Like other sales sites, the length of the page goes on and on like Kerouac’s On the Road manuscript. In his words, The Creative Genius is here to “pimp slap you” into buying this eBook. Oh, I didn’t mention this was all to sell an eBook? Well, it is, but it wouldn’t matter what the site was selling. The variety of information that you are presented with in this steady stream, has an hypnotic effect on the reader. Before you know it, you are at the bottom of the page, next to the click here to order button. This is what Joe Vitale calls Hypnotic Marketing and, if done correctly, it absolutely works.

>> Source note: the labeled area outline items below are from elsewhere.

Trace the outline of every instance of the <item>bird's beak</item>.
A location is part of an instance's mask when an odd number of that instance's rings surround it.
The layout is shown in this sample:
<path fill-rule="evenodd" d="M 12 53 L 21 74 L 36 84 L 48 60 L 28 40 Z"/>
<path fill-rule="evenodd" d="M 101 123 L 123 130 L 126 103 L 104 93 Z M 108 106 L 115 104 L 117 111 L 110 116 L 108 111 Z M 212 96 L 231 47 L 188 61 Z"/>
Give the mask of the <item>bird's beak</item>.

What are the problems with Harpoon marketing?
Simone’s article calls this ‘harpoon marketing’, as opposed to ‘net marketing’. Harpoon marketing aims to spear a ‘whale’ with one shot;’Cos with a site like this, that’s all you get. Net marketing is all about casting a wide net with your message and offering something to your readers other than a once-in-a-lifetime-offer. You offer your readers content, resources, opinions, places to participate in a community. You also gently suggest they try out this or that product. Sometimes it’s your product, sometimes it’s someone else’s. It doesn’t matter because you have built trust and fostered a relationship with the reader. If you recommend it, it must be good; if you made it yourself, it must be even better.

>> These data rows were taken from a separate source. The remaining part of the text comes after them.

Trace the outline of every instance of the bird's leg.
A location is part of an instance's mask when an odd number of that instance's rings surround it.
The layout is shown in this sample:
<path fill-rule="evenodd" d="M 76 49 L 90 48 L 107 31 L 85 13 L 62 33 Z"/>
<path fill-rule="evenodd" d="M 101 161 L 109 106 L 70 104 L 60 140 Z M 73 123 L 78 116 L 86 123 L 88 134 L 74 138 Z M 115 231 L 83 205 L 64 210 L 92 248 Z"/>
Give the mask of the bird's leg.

Harpoon marketing, on the other had, makes it very difficult for you to form a relationship with your community. Some people, like Joe Vitale, have done it famously. But even the most naive consumer can spot a fast-talking sales pitch and these sites just scream Snake Oil. This makes it very difficult to build credibility and does not foster readership or community, only customers.
Is there a happy medium?
I believe there is a way to create a sales page within your “supportive net”. This is something I am working on right now, actually. I have a product that should be ready soon, it’s an actual physical product, not an eBook. So that’s my challenge right now: finding ways to promote my product that have the effectiveness of an infomercial without coming off like a timeshare salesman. It’s a careful highwire act and when the time comes I’m counting on you guys to let me know if I’m coming off more like a guy who wears a tracksuit or one of those really shiny suits.